Só para dar um exemplo, nas últimas eleições, o senador maranhense José Sarney, eleito pelo PMDB do Amapá, instituiu a censura aos jornalistas que participaram do movimento “Xô, Sarney!”. Em outubro passado, o TRE do Amapá acatou incontáveis ações, multou e censurou vários jornalistas amapaenses, entre eles Corrêa Neto e Alcinéa Cavalcante, apenados em mais de R$ 1 milhão.
Há até um caso hilariante.
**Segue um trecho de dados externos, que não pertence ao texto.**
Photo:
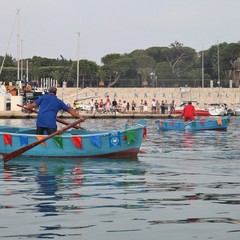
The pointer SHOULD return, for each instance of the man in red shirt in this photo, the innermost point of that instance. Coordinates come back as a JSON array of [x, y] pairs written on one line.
[[189, 112]]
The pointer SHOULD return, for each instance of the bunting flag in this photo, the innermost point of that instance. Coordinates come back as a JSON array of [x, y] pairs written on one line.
[[40, 138], [219, 121], [96, 140], [77, 140], [58, 141], [131, 136], [23, 140], [7, 139], [114, 139], [145, 133]]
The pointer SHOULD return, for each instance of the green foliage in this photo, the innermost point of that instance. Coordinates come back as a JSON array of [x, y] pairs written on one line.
[[175, 61]]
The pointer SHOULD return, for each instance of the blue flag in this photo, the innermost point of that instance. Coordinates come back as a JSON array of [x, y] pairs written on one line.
[[96, 140], [23, 140]]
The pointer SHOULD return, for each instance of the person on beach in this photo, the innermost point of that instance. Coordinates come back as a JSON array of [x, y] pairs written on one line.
[[49, 105], [189, 112]]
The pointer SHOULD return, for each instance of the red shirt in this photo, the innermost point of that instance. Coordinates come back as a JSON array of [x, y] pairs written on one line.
[[189, 110]]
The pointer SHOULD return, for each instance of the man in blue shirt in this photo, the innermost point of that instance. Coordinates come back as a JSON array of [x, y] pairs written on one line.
[[49, 105]]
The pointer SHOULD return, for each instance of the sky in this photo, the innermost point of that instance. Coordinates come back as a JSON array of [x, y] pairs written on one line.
[[51, 28]]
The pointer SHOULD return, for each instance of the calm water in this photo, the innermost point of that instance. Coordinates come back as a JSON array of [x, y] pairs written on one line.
[[185, 186]]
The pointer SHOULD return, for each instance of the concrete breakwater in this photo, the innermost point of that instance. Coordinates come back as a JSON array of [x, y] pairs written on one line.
[[204, 96]]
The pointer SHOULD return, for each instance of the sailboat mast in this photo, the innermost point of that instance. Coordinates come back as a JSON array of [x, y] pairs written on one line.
[[18, 43], [202, 68], [78, 49]]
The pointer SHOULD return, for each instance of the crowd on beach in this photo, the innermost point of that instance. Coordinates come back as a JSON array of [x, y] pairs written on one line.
[[122, 106]]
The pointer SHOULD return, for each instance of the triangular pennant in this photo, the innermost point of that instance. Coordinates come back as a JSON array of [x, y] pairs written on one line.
[[219, 121], [77, 140], [144, 133], [96, 140], [58, 141], [23, 140], [131, 136], [114, 139], [7, 139], [40, 138]]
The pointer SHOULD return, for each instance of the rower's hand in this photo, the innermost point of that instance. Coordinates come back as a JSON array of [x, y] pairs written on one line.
[[82, 118]]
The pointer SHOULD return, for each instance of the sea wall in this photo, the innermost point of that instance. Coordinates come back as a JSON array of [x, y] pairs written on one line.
[[229, 96]]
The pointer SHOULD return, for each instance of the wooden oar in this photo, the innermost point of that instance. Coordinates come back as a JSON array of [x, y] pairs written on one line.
[[58, 119], [19, 151]]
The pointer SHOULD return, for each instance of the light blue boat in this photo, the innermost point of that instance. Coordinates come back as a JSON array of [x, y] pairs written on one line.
[[122, 143], [220, 124]]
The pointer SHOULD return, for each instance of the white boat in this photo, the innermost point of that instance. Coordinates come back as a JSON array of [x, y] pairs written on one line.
[[216, 109], [200, 111]]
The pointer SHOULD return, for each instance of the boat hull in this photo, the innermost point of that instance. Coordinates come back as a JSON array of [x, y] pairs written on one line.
[[121, 143], [200, 113], [219, 124]]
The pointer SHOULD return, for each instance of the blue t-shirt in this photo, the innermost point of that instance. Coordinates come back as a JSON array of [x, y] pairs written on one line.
[[49, 105]]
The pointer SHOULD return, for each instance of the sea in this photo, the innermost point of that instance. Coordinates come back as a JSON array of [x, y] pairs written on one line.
[[182, 186]]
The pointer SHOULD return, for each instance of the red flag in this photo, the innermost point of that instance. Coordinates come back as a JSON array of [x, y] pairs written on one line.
[[77, 140], [7, 139]]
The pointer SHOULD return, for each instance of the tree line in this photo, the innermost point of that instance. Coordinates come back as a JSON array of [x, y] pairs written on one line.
[[171, 66]]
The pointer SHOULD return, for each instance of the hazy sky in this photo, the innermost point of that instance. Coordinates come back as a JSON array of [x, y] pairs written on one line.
[[48, 28]]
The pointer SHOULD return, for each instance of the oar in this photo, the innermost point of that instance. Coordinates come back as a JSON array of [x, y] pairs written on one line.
[[58, 119], [19, 151]]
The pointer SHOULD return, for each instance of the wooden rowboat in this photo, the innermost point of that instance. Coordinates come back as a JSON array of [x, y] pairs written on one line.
[[122, 143], [196, 125]]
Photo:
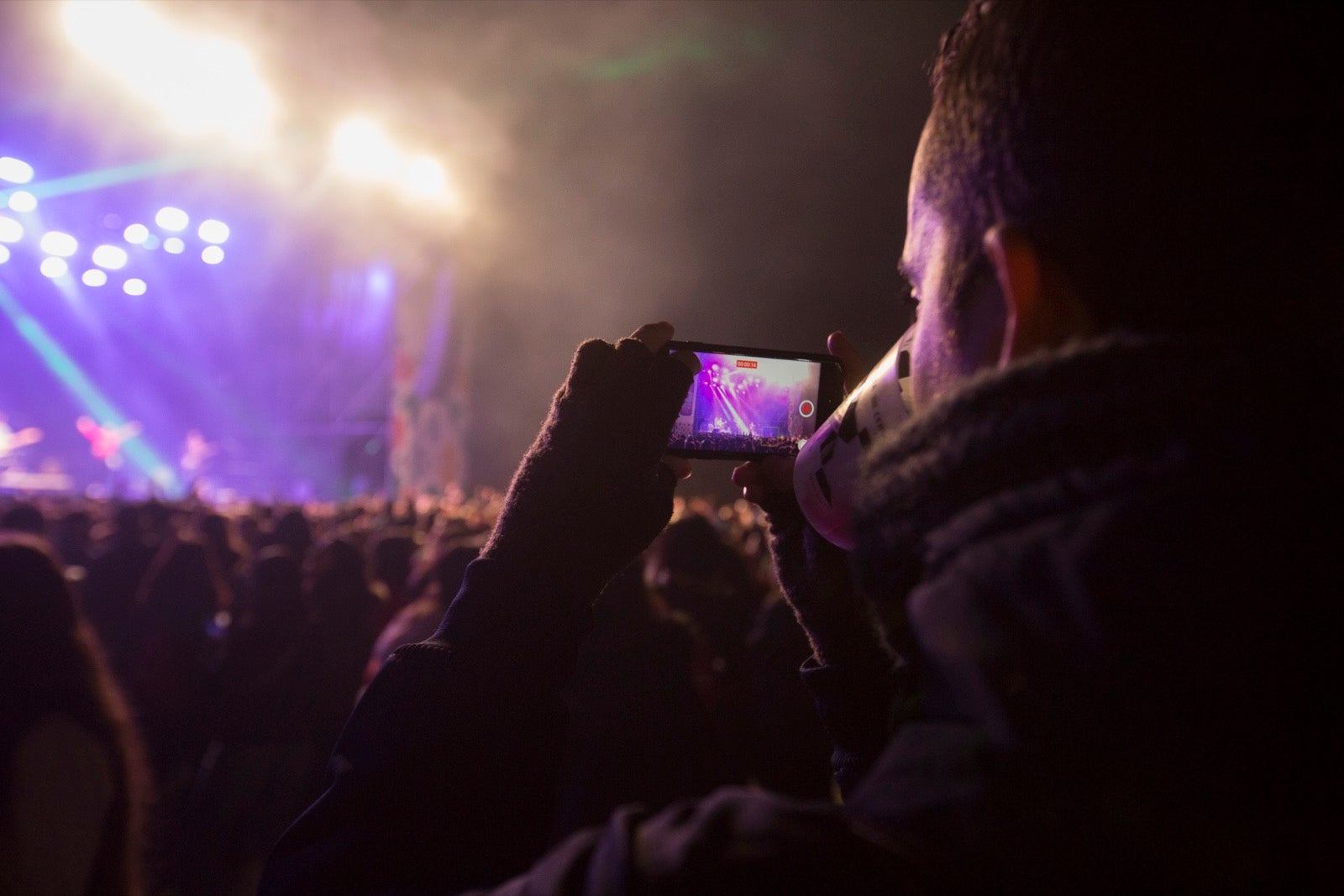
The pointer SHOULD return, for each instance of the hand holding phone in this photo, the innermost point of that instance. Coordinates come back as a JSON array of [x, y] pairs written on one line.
[[752, 402]]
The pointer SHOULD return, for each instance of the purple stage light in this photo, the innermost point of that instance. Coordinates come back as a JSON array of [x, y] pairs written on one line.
[[54, 268], [171, 217], [22, 201], [11, 231], [15, 170], [57, 244], [213, 231], [109, 257]]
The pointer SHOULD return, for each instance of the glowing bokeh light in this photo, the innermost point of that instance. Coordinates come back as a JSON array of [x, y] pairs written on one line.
[[171, 217], [54, 268], [213, 231], [201, 83], [57, 244], [425, 177], [22, 201], [360, 148], [109, 257], [15, 170]]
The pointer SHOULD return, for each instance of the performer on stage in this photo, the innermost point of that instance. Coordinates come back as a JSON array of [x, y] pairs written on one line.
[[13, 439], [195, 453], [105, 441]]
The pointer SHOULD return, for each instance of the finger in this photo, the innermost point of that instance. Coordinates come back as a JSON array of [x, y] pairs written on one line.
[[689, 358], [679, 465], [654, 336], [851, 364]]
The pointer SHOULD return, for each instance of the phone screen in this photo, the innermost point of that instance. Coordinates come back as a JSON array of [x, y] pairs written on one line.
[[748, 405]]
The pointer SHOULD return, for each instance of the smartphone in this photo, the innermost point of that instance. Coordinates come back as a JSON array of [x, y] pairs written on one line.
[[752, 402]]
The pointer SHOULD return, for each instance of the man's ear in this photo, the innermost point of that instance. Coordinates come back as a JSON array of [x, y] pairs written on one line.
[[1042, 311]]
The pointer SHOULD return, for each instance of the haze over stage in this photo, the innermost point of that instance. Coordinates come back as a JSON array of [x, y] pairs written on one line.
[[354, 244]]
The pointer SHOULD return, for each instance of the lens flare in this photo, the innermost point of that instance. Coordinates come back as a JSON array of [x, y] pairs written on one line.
[[15, 170], [54, 268], [58, 244], [11, 231], [213, 231], [202, 85], [111, 257], [171, 217], [22, 201]]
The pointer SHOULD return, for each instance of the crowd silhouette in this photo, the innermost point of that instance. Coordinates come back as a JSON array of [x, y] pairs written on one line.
[[222, 651]]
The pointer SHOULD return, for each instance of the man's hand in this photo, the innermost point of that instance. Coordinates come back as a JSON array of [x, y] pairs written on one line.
[[596, 486]]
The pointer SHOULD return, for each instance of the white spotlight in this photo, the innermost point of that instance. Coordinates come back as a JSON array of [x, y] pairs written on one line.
[[54, 268], [15, 170], [360, 148], [201, 83], [171, 217], [22, 201], [213, 231], [109, 257], [57, 244]]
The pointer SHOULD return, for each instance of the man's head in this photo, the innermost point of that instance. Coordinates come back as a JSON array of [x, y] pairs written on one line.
[[1100, 167]]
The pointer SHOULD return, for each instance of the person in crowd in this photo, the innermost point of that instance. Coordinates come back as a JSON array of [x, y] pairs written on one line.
[[640, 731], [1097, 547], [178, 598], [24, 517], [262, 714], [73, 789], [393, 559], [692, 571], [344, 617], [420, 618], [113, 578]]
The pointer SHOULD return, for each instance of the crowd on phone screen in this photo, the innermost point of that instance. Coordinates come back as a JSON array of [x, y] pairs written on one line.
[[185, 672]]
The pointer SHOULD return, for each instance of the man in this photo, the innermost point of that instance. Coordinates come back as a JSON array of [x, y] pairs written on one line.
[[1095, 548]]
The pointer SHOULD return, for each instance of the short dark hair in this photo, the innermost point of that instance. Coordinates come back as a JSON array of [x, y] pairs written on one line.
[[1176, 160]]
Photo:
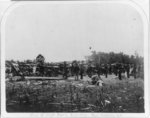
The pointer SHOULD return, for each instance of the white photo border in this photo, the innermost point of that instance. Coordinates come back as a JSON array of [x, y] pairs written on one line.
[[146, 65]]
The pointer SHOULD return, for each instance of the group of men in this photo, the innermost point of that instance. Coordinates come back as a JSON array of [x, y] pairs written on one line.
[[80, 69]]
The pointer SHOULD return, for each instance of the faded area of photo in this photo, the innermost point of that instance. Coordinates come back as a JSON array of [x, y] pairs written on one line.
[[74, 58]]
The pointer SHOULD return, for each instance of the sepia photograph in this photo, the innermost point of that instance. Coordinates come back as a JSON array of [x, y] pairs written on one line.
[[74, 58]]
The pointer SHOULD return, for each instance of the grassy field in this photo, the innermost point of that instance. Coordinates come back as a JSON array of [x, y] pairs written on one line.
[[76, 96]]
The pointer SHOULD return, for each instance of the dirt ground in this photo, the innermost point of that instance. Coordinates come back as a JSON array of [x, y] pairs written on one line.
[[126, 95]]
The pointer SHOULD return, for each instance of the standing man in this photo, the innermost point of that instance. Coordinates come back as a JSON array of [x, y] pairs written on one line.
[[65, 70], [81, 70], [76, 70]]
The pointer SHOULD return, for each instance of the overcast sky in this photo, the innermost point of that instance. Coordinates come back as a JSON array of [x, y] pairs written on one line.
[[66, 31]]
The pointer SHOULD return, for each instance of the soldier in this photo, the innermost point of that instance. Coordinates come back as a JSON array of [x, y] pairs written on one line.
[[76, 70], [65, 70], [98, 70], [89, 70], [120, 72], [81, 70], [106, 70], [128, 70], [135, 70]]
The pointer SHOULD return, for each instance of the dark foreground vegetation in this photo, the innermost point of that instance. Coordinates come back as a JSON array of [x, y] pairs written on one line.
[[75, 96]]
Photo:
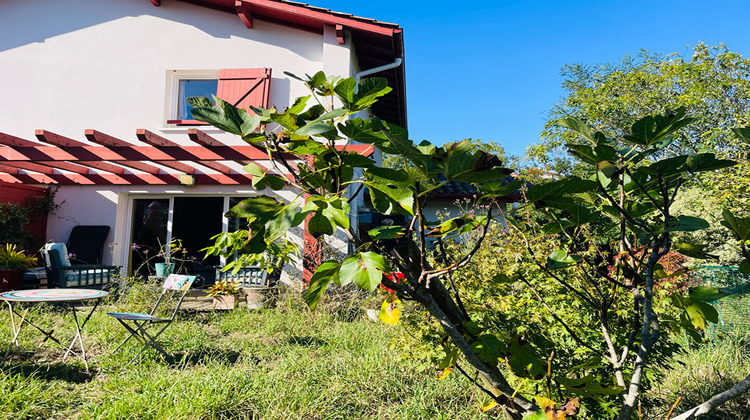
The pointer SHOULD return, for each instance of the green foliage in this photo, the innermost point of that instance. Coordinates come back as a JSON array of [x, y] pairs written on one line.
[[285, 363], [713, 85], [14, 259], [576, 306]]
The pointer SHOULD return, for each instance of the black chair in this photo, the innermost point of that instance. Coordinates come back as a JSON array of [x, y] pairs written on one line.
[[86, 243]]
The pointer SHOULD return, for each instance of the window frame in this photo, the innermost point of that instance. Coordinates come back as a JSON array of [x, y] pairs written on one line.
[[172, 100]]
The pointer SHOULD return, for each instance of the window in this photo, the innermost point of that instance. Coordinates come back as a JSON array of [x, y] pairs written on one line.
[[189, 88], [240, 87]]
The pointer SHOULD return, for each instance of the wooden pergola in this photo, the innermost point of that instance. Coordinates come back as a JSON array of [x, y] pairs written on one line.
[[106, 160]]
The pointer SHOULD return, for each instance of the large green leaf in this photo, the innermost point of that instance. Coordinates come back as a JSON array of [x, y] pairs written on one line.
[[314, 128], [697, 313], [362, 131], [226, 116], [649, 130], [587, 386], [261, 179], [319, 225], [690, 250], [369, 90], [365, 269], [743, 133], [338, 212], [463, 163], [539, 415], [559, 258], [686, 224], [390, 190], [345, 89], [261, 207], [552, 189], [739, 225], [280, 224], [322, 277], [489, 348], [522, 360], [386, 232], [580, 215], [578, 126], [707, 162], [711, 294], [497, 189]]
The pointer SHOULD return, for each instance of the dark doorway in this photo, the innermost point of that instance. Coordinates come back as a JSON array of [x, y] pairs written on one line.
[[194, 221]]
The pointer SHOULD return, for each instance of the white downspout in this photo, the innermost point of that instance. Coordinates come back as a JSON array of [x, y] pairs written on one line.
[[374, 70], [354, 213]]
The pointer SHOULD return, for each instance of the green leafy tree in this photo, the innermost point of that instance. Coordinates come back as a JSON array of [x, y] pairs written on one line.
[[713, 85], [625, 207], [397, 161]]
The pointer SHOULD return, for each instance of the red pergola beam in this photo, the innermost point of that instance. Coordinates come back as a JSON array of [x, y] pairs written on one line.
[[147, 153], [8, 140], [31, 166], [291, 11], [126, 179], [58, 140], [107, 140], [243, 11], [159, 141], [340, 34]]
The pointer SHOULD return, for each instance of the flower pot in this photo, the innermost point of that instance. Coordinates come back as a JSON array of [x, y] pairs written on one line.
[[11, 279], [225, 302], [254, 298], [164, 269]]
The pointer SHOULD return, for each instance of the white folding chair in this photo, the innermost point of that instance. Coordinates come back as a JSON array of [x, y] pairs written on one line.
[[138, 324]]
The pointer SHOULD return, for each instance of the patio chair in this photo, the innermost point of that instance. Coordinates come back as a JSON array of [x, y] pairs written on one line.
[[138, 324], [87, 244], [60, 273]]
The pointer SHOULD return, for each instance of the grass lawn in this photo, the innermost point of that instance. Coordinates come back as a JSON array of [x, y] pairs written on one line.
[[283, 363]]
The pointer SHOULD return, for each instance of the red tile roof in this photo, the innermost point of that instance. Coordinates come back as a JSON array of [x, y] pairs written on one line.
[[375, 43]]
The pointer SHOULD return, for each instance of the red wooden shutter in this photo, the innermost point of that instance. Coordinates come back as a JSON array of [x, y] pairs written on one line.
[[245, 87]]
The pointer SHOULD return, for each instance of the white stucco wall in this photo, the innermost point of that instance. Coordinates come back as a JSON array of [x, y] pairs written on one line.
[[71, 65]]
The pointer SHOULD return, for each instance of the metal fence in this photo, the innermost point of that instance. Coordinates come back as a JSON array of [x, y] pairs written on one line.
[[734, 312]]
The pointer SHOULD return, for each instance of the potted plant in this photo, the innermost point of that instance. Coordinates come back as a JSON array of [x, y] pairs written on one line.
[[224, 294], [13, 262], [170, 252]]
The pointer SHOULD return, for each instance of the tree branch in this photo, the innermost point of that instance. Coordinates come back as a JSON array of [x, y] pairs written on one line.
[[741, 388]]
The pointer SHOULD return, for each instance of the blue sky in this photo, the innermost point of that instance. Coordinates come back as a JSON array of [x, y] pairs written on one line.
[[491, 70]]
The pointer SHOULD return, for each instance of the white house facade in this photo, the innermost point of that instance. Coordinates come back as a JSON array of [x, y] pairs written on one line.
[[94, 91]]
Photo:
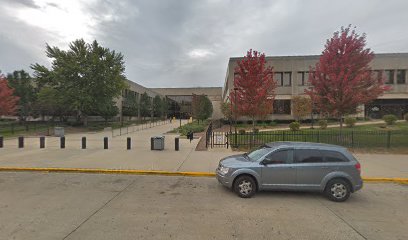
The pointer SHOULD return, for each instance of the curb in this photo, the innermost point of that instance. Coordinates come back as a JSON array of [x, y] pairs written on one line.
[[165, 173], [108, 171], [386, 180]]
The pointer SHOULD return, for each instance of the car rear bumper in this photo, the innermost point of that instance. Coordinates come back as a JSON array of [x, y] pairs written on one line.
[[224, 180], [358, 186]]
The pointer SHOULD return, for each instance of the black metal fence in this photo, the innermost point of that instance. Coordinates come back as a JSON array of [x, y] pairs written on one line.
[[208, 134], [11, 128], [346, 138], [137, 127]]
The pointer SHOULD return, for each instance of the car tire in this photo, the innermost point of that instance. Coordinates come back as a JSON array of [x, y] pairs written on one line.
[[245, 186], [338, 190]]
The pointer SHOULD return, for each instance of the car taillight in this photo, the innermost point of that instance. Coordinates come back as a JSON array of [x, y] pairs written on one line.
[[358, 167]]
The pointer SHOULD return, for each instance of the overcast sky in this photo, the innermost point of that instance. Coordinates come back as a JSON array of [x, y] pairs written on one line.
[[187, 43]]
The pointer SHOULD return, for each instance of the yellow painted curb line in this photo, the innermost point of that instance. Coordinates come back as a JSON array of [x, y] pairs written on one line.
[[107, 171], [166, 173]]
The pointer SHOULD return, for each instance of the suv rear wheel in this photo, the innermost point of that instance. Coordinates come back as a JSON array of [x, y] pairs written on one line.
[[337, 190], [245, 186]]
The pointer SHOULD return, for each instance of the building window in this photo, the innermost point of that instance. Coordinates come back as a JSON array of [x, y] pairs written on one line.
[[287, 79], [401, 76], [303, 78], [278, 77], [281, 107], [389, 76]]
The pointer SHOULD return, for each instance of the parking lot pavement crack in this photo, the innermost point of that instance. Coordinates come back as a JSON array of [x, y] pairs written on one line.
[[342, 219], [99, 209]]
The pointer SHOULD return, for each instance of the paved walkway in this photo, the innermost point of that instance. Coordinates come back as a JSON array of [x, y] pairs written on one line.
[[140, 157]]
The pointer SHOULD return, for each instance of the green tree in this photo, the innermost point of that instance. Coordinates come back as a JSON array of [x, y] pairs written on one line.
[[130, 106], [145, 105], [107, 110], [24, 89], [86, 74], [51, 103], [201, 107]]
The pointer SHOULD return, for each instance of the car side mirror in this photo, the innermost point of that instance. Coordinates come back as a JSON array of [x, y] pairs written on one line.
[[265, 161]]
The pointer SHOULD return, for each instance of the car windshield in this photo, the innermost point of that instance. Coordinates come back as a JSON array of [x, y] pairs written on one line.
[[256, 154]]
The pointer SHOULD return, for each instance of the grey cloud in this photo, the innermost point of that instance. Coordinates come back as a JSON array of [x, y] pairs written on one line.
[[25, 3], [157, 36]]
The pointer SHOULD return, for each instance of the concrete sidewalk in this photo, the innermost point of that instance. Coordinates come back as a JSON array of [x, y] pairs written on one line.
[[140, 157]]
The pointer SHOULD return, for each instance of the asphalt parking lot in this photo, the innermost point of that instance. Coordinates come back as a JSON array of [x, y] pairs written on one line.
[[98, 206]]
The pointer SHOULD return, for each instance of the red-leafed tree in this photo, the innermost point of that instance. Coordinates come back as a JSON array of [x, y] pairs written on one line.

Sarney entrou com uma ação na Justiça e conseguiu que agentes da Polícia Federal deixassem seu trabalho de lado para inquirir a jornalista Alcinéa Cavalcante, ao longo de três horas, porque um internauta registrou no blog da jornalista, em agosto do ano passado, que a família de Sarney “fede”.
Agora, o presidente do Tribunal Regional Eleitoral do Amapá (TRE), desembargador Honildo Amaral de Mello Castro, está movendo ações civis e criminais contra os jornalistas Corrêa Neto e Alcinéa Cavalcante e uma interpelação judicial contra a jornalista Luciana Capiberibe, filha do ex-senador João Capiberibe e da deputada Janete Capiberibe.
O crime: Honildo Castro se ofendeu porque os jornalistas publicaram que o juiz está construindo um hotel no centro de Macapá, estimado em mais de R$ 1 milhão.
Segundo o site Folha do Amapá, recentemente, o juiz Antônio Ernesto Colares concedeu liminar em ação de indenização por danos morais movida pelos advogados de Honildo Castro, determinando a retirada de “fotografias do prédio e comentários sobre o proprietário dele”, publicados na mídia, por entender que não existe “interesse público” na notícia. Mas Honildo não é funcionário público? Não é ele pago com nosso suado dinheirinho?
“Na ação civil contra Corrêa Neto e Alcinéa Cavalcante, o desembargador cobra indenização no valor de R$ 105 mil por danos morais” – diz a Folha.
A Federação Nacional dos Jornalistas (Fenaj) deverá enviar um representante ao Amapá para acompanhar os processos.